Long periods of low interest rates have facilitated the bolstering of competition and more favourable loans, which benefitted the borrowers. Unfortunately, the banks cannot say that the operating conditions for them were favourable too. This is primarily due to the relatively weak demand for loans, as well as the adverse regulatory environment – says Zdenko Adrović, Director of the Croatian Banking Association.
Although our interlocutor’s goals are to fight for legal security of business, clear regulation and adhering to the expert criteria, he says that he cannot be satisfied because there are no indications that a stable and predictable regulatory framework for bank operations could be created in the long run.
1. Do banks have internal reserves to increase their efficiency?
Reserves in banks are limited. The most commonly used bank efficiency indicator, the cost-income ratio, stands at close to 45% which is relatively low due to the degree of development of our economy and the banking system. Banks are also constantly faced with the pressure of technological changes to which they have to respond, so there are no significant internal reserves. Banks are doing this on a continuous basis, but cost efficiency is not so important to interest rates as other factors such as risk and regulatory expense.
2. What are the key features of the banking market today compared to the time before the crisis?
Demand for loans is somewhat weaker, and the growth is slower. There is a much greater demand for kuna loans than for foreign currency-denominated ones, while not much has changed regarding savings and funding sources – foreign currencies, mostly the euro, still dominate, creating a problem of currency imbalance. We do not have kuna sources to finance long-term loans.
3. What is your assessment of today’s regulatory framework in which banks operate?
The regulatory framework is unfavourable. Firstly, there are high regulatory costs associated with standard costs such as the opportunity costs of the reserve requirement and deposit insurance premium. Secondly, we have the high cost of risk associated with poor regulation. Retroactively changing contractual relations through regulation, such as Swiss franc conversion and risk cutoff, make risks latent and therefore everyone pays the price.

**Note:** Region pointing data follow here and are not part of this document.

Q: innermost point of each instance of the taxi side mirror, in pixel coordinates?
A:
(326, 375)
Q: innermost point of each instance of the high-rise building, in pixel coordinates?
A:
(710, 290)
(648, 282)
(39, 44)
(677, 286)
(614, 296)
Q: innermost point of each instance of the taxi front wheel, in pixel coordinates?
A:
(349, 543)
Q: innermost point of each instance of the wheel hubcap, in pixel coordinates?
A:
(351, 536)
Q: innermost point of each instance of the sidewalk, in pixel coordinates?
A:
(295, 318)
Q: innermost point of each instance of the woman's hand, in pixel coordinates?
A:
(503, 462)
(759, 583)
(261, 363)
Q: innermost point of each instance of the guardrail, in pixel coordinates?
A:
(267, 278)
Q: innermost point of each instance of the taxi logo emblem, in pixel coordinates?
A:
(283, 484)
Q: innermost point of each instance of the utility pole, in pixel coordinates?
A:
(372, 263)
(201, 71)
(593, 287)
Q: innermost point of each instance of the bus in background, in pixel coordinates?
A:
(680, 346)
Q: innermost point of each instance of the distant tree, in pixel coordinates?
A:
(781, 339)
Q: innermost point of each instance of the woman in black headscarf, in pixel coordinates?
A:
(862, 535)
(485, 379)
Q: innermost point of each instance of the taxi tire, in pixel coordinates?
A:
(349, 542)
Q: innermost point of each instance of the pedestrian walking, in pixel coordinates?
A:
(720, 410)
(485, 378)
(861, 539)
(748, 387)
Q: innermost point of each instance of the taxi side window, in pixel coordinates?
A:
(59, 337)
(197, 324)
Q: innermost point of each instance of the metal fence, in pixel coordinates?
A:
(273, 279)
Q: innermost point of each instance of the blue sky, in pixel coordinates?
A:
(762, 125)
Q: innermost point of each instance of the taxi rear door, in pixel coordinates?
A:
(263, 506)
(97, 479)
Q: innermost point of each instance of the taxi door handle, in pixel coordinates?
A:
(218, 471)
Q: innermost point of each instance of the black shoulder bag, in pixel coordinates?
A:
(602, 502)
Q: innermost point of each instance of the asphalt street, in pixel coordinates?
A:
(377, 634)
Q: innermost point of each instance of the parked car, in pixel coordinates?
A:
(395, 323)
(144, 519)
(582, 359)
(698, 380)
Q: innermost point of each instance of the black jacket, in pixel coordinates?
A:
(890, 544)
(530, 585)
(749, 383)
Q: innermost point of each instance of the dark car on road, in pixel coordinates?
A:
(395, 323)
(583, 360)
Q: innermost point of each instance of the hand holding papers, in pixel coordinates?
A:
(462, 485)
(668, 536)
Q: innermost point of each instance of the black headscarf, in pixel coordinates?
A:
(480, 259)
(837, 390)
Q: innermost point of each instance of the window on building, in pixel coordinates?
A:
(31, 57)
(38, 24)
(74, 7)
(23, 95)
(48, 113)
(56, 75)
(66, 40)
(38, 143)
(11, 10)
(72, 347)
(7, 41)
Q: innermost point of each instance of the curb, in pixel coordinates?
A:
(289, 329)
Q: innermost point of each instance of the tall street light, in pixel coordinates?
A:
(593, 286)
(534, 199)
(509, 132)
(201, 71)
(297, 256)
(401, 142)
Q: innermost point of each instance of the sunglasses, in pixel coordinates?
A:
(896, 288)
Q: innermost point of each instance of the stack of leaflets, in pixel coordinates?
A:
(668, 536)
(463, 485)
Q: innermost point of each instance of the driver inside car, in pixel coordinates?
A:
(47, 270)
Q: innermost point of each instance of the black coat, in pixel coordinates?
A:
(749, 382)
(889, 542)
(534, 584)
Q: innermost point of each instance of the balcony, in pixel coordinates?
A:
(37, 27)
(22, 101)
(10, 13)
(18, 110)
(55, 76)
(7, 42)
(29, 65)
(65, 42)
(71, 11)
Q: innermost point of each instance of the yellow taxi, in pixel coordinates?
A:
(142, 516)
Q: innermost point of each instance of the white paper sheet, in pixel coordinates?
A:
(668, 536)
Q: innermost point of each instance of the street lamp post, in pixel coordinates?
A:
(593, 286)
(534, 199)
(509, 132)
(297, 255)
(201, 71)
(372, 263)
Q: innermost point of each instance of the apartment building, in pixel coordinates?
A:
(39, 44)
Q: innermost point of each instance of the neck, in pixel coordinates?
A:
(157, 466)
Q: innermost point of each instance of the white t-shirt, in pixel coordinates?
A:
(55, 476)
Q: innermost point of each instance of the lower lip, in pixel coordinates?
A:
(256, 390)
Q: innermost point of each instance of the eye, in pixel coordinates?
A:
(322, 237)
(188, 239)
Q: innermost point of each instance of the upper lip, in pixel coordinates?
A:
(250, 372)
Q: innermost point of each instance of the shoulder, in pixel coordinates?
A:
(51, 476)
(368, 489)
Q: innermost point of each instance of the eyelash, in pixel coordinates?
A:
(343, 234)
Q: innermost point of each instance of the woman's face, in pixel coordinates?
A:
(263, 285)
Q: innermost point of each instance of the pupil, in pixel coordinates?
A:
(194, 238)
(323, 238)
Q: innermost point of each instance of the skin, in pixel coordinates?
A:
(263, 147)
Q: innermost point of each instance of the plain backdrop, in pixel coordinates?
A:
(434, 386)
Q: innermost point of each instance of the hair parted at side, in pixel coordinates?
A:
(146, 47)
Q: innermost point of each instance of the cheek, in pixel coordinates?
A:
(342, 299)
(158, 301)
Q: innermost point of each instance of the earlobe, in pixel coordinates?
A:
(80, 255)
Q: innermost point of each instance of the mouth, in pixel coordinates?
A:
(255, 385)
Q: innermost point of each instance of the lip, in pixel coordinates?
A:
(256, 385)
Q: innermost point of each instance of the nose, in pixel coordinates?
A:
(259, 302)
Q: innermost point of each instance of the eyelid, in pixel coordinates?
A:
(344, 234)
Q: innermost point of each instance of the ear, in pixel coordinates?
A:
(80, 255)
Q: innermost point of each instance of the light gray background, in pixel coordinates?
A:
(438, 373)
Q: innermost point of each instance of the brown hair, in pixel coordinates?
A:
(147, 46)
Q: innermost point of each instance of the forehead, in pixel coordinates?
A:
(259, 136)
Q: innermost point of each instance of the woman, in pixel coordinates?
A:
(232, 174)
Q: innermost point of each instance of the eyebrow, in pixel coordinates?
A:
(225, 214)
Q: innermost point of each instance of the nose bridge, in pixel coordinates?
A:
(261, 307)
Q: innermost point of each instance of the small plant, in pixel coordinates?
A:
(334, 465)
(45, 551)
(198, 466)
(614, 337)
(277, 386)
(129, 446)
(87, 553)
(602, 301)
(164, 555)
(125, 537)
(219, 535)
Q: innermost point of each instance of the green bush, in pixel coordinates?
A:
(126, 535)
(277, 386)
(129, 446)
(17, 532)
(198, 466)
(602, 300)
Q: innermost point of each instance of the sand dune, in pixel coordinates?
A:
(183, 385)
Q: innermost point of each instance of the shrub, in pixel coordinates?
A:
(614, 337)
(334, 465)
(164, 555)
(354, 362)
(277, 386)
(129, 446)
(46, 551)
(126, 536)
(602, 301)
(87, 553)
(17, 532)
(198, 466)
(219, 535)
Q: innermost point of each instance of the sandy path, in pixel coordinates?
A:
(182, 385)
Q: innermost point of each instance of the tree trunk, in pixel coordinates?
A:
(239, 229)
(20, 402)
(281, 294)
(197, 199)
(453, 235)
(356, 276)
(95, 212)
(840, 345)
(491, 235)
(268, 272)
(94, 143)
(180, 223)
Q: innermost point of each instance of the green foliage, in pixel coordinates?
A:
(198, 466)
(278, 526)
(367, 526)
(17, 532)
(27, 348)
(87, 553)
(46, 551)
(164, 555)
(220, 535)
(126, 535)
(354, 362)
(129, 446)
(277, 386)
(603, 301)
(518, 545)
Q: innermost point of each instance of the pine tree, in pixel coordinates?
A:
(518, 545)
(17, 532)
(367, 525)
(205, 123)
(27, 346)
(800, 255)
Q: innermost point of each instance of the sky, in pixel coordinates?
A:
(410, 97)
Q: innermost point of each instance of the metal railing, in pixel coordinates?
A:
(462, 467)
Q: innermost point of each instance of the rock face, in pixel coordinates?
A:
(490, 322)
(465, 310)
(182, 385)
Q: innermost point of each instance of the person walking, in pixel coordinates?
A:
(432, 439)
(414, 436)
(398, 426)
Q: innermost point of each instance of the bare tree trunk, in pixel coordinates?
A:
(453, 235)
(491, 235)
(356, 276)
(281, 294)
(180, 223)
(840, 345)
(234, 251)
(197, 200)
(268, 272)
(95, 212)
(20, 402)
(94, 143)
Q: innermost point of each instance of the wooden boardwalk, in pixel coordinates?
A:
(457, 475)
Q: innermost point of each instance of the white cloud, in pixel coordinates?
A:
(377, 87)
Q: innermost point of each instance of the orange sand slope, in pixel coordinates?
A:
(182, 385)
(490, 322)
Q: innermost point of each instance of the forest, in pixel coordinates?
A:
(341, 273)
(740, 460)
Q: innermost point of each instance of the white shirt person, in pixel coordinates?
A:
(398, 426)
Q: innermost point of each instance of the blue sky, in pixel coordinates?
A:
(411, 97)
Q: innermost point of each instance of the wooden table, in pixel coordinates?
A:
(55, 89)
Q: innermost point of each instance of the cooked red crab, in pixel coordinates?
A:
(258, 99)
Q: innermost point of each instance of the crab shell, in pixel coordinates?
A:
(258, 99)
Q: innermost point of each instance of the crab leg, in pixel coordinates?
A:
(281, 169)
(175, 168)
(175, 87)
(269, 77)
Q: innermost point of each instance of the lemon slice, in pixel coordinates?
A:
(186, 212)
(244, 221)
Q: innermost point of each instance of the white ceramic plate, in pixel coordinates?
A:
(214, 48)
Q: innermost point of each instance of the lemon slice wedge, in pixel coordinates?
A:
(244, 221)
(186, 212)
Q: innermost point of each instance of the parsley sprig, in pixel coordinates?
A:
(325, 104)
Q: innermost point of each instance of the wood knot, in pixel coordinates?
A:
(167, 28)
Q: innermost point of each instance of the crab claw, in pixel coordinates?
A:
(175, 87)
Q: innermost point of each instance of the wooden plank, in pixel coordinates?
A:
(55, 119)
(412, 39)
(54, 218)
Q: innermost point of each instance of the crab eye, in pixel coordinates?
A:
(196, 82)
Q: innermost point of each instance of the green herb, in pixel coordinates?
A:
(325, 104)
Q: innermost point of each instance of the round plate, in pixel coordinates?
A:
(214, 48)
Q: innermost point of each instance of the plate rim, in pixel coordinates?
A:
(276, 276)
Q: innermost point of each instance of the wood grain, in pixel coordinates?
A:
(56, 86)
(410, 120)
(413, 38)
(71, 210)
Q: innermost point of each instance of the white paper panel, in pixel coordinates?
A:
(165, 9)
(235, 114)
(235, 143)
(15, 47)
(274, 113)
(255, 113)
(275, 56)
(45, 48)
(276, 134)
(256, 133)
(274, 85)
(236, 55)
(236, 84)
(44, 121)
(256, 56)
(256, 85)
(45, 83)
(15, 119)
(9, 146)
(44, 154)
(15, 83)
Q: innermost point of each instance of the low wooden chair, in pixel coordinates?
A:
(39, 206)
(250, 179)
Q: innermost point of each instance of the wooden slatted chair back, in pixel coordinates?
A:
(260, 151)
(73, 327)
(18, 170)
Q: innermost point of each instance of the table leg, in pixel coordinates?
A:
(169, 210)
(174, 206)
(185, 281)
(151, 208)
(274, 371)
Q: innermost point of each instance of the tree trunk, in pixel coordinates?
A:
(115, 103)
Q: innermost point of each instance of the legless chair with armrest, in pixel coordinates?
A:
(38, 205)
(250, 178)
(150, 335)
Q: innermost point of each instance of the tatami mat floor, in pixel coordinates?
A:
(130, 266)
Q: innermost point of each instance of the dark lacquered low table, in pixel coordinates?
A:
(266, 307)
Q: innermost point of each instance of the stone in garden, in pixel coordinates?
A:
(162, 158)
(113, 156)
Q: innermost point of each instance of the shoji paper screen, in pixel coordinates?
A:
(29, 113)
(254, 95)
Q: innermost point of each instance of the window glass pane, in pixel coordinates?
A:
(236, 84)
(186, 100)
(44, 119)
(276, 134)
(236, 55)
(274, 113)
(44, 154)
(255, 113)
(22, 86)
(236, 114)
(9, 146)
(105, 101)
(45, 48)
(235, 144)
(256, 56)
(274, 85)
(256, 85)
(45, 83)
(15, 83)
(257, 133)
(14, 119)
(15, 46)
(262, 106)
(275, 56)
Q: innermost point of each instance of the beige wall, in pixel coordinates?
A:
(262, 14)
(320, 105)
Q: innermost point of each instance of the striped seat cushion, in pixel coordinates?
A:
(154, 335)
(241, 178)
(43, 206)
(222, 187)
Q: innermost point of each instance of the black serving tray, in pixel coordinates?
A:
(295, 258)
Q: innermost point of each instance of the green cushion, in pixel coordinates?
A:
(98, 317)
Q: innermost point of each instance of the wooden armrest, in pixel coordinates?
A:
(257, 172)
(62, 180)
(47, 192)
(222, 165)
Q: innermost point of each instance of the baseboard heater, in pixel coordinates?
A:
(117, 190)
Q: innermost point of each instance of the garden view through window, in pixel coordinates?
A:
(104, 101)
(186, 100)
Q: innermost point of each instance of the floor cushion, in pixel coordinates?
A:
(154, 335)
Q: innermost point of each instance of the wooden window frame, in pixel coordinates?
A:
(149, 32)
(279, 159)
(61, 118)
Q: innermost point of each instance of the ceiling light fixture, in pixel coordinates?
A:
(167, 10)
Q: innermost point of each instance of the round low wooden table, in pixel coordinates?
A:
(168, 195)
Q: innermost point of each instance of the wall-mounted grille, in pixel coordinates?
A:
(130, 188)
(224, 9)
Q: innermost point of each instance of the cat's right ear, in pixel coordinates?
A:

4. After you have been appointed director of the CBA, you have said that the CBA would focus on fighting legal security for business, clear regulation and compliance with the expert criteria. Are you satisfied with the results so far?
Unfortunately, for the time being, we are failing to achieve more concrete results that would ensure a stable and predictable regulatory framework, i.e. legal security of business, clear regulation and adhering to the expert criteria in the long run.
However, banks in Croatia will continue to advocate that each regulation, law or by-law should be given an optimal time to be publicly debated, and an evaluation of the impact of the solutions proposed in accordance with the EU methodology, which is also transposed into our laws. We hope that we will have a significant number of potential partners on this path who are also going to insist on this kind of practice, since it would be in the society’s best interest for the state to be more responsible and efficient in this segment. We will strive to ensure that the laws, which concern the banking sector as well as the economy as a whole, will be drafted in the future by the consensus of the political, business and regulatory sectors.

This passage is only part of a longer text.